06.12.2022 tarihinde Instagram’ da yayınlanmıştır.
Kitaplığım…
Evdeki diğer kitaplıklar dışında bu sadece bana ait olanı. Kimselere burdan kitap veremem. Kimsenin kitaplarını da benimkilerin arasına karıştırmasını istemem. Ah bir de okuma hızım alma hızıma yetişebilse nasıl mutlu olurdum. Her yeni kitabım geldiğinde ilk önce mutlulukla açıp bağrıma basıp kavuşmamızı kutluyorum. Sonra bir vicdan azabı başlıyor nasıl okuyacağım ne zaman okuyacağım diye çünkü henüz üçte birini okuyabildim. Hani insanların yapmadan ölürsem gözlerim açık gider dediği gibi; kitaplarım da benim için öyle. Belki öyle çok kıymetli miras bırakacağım bir şeylerim yok ama kitaplarımı güzel yüreklere emanet etmektir benim de vasiyetim.
Kitaplıktaki karmaşa, bebek bezleri, şuruplar falan da benim gündelik gerçekliğim.

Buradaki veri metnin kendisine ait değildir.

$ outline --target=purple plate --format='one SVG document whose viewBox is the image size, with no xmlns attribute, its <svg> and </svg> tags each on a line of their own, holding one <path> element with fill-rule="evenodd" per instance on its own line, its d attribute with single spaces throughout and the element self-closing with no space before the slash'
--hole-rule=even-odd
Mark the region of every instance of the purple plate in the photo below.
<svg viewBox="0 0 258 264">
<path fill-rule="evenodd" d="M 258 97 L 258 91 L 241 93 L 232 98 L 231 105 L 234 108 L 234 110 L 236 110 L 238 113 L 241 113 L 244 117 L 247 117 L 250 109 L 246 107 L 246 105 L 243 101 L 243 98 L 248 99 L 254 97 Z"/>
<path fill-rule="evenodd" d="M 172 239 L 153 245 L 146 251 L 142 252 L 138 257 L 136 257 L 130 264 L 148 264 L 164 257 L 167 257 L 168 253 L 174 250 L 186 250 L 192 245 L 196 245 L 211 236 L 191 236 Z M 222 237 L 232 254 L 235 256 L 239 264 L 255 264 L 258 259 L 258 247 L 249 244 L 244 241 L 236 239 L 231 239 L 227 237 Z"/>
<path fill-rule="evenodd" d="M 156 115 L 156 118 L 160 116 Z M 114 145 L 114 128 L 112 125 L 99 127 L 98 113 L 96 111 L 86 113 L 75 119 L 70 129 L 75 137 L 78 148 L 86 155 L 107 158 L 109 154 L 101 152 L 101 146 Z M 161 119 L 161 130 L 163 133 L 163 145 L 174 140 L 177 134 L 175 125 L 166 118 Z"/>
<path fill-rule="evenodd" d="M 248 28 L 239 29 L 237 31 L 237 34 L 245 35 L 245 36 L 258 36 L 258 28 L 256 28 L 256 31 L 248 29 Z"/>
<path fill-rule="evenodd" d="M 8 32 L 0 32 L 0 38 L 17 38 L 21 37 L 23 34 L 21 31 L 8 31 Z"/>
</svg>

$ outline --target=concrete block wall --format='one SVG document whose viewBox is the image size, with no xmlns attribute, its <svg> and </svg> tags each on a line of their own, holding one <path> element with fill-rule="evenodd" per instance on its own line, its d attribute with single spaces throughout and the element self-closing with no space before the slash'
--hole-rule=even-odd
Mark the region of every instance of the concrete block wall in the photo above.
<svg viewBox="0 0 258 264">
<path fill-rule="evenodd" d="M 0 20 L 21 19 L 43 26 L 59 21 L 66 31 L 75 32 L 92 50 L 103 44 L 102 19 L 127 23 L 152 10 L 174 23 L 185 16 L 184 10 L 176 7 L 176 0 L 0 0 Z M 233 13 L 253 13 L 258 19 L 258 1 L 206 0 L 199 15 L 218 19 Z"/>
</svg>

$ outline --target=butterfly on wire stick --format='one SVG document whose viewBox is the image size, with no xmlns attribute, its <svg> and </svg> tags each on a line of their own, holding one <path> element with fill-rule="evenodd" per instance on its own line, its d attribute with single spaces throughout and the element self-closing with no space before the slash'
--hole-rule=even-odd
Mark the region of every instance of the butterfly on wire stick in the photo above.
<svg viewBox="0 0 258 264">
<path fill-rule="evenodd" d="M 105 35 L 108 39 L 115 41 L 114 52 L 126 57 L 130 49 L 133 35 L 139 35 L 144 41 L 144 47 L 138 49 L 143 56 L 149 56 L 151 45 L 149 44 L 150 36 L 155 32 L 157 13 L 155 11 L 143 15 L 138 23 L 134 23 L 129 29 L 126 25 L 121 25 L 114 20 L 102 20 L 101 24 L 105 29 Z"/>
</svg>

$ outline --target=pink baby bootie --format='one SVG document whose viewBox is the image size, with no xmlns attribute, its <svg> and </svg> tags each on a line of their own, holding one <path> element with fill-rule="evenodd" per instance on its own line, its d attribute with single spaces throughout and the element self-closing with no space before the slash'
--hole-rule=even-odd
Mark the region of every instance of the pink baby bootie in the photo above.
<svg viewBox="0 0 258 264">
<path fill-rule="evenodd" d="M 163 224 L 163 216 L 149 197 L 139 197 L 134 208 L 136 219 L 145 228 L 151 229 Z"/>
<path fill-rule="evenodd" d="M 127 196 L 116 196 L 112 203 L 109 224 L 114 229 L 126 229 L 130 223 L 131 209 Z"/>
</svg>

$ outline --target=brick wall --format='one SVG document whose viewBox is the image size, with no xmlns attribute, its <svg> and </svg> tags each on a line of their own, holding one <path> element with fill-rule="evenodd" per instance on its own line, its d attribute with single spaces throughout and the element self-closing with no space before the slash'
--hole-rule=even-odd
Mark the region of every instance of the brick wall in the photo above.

Evliliğimin ilk aylarında evde yapacak iş bulamıyordum. Arada tozlanan evi hızlıca bir temizlemek yetiyordu. Eşimin amcası evdeki düzeni görünce iki nasihatta bulunmuştu.
1)Yaşayan ev olsun, yeni gelin evi gibi kullanılmadan dizili kalmasın eşyalar.
2)Alacağınız her eşyayı kendinize göre alın. O gelir kalırsa bu gelir beğenirse diye ayda yılda bir gelecek insanları düşünerek almayın demişti.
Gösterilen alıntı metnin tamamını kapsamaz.